Une percée du monde

Corps sans organes (Artaud, Deleuze), énergie, autonomie de la forme, récit

 

Ainsi l’agencement des matériaux sur la toile, lorsque ceux-ci sont ouverts aux conjonctions et aux disjonctions, à l’inconnu sans cesse, est au maximum de ses potentialités.

Dans ce moment surgit un autre regard. Inattendu.

 

Voir, certes ! Jusqu’où ?

Pour le  savoir, les réécouter, les suivre, avec le risque qu’ils deviennent insupportables. Ces matériaux brutalement désarticulés, jamais résolus. Tant submergés de désirs toujours en train de machiner des fragments de vie et des cycles de mort.

 

Je peins… Je ne sais pas… En silence ce matin.

(Couleurs, traces, masses, gestes, figures même, enfin récits : je n’ai pas de définitions, totalement ouvert à l’infini et à l’éternité)

Passe ton chemin vieil errant… va jusqu’à ton soleil. Comme un écho !

 

« Qui cherche l'infini n'a qu'à fermer les yeux. » (Milan Kundera)

 

Si difficilement, si dangereux, trop risqués parfois.

D’un coup l’effroi et la joie, jusqu’à une offense exécrable. Trop de corps écrasés. Des accents exaspérants. Que faire ici ? Les matériaux échappent.

 

Jusqu’à cet instant où leur agencement devient le lieu d’une intensité pure. Un peu comme dans un corps sans organes, ils accentuent ce qui reste quand on a tout ôté : plus de fantasme, plus de signifiance, ni de subjectivation. Fin des adjectifs.

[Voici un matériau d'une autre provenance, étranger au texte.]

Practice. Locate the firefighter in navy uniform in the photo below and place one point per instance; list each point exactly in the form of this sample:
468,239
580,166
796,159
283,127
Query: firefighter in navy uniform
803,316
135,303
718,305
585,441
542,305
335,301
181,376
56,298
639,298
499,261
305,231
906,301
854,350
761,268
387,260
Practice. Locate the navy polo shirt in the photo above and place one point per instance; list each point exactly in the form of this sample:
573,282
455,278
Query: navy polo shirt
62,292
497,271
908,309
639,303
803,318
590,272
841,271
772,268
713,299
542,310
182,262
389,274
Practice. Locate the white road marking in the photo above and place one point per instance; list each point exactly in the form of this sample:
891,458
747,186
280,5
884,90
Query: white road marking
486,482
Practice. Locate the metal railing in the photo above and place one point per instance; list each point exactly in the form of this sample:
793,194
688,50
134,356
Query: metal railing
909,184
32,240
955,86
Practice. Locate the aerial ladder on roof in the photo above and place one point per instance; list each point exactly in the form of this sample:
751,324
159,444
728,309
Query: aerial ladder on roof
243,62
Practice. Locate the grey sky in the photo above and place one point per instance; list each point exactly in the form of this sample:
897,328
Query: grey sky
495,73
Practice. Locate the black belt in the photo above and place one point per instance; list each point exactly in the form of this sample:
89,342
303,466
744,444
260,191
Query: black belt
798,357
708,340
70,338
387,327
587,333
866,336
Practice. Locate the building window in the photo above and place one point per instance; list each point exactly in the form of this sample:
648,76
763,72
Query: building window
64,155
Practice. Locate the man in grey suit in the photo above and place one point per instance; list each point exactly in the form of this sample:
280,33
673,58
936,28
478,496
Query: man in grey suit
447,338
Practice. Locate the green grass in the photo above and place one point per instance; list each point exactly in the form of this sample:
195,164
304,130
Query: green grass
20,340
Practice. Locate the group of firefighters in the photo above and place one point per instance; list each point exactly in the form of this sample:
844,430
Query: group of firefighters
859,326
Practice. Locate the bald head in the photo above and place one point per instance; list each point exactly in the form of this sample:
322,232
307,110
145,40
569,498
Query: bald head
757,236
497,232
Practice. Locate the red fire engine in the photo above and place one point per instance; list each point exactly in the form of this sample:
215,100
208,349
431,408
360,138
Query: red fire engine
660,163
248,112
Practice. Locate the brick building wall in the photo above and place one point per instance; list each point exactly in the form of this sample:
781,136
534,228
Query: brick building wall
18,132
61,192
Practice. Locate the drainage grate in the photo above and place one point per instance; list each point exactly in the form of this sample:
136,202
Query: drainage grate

Nous sommes arrivés au bout, avant la géométrie, avant le langage. En deçà de la sensibilité et de l’émotion. Oui d’un coup au cœur de la nature. Face à l’inconnu. Inimaginable !

 

Et cela à vitesse absolue. En direct avec les énergies.

Matériaux jetés sur le plan, avec cette vitesse qui est forte de la multiplicité des temps.

Pour voir ce jour-là, comment travaille la dynamique logique de l’irrationnel, ou comment le visible sourd curieusement quand l’agencement des matériaux est illisible.

Puis de là, nous provoquons une expérimentation contre toute interprétation, et exposons cette éternité  si peu nommable.

 

Il s’agit vraiment de passer en dissidence.

Jusqu’à entendre autre chose du monde qui arrive en permanence avec des repères éblouissants quand tout est inconcevable (Char).  

Repères découverts comme l’écho d’une autre liberté, d’un autre devenir peint en même temps que cette percée du monde surgit.